Clarify documentation around global sources #5062

indirect opened this Issue Oct 6, 2016 · 5 comments


None yet

4 participants

indirect commented Oct 6, 2016 edited

As demonstrated by this blog post, there is still a lot of end-user confusion about how to deal with the source issues originally revealed in our original CVE announcement.

A lot of that confusion is likely our fault as a team—we often weren't sure what was and wasn't possible even as we were trying to fix the problem. As the above-linked blog post mentions, the only way to be 100% safe in Bundler 1.x is to have no global sources.

The cross-source confusion is eliminated in the (as yet unreleased) Bundler 2.x series by a series of backwards-compatibility breaking changes to the format of the Gemfile.lock file and the way that Bundler handles gem sources internally. Once Bundler 2 is out, you'll be able to use one global source and additional non-global sources without worrying about any name conflicts.
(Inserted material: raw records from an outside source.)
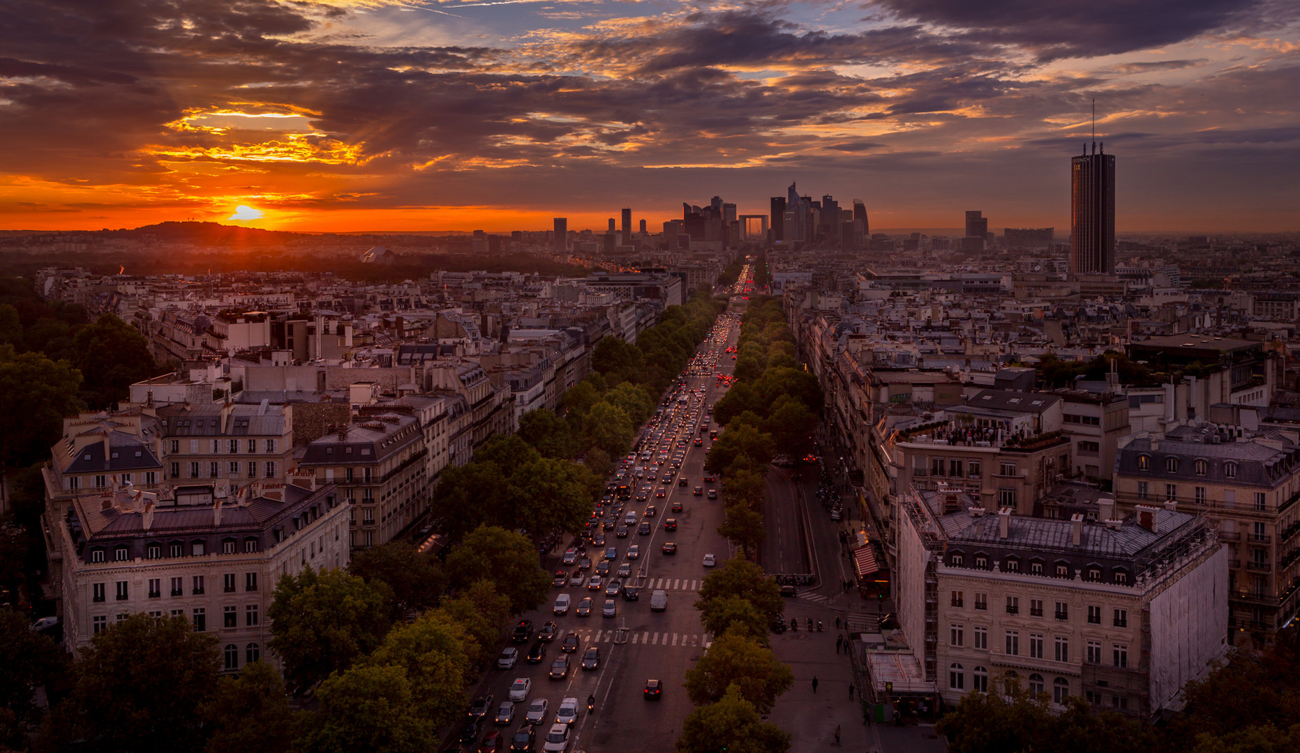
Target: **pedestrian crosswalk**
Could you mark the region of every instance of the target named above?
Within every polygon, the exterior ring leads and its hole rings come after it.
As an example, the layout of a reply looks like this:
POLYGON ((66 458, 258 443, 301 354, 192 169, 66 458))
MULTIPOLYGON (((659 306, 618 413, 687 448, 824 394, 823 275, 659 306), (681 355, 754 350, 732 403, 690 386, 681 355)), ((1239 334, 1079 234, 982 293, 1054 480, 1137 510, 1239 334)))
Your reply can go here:
MULTIPOLYGON (((612 630, 571 630, 577 634, 582 645, 614 643, 612 630)), ((628 636, 628 643, 634 645, 656 645, 664 648, 705 648, 708 645, 708 634, 699 632, 651 632, 633 630, 628 636)))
As a result of these problems, let's try to make it clearer for users what they need to do:

  • Update the CVE warning post with clearer instructions around the possible problem and ways to avoid it
  • Update the discussion of multiple sources in the Bundler docs to point out that this opens the possibility of name conflicts, and suggest using no global sources in Bundler 1.x Gemfiles.
  • Update the existing warnings as needed to reflect the problems discussed in the new blog post

This is a good chance for anyone to contribute, even if they aren't familiar with the Bundler code, since the explanations and warnings have all already been written down at least once. 👍


Nice clear explanation, thank you 🏌️ I'll aim to jump on some of those doc improvements then 🤓

lynnco commented Oct 10, 2016

This is still available for anyone who wants to address it


If no one claims it by tonight I'll get it done.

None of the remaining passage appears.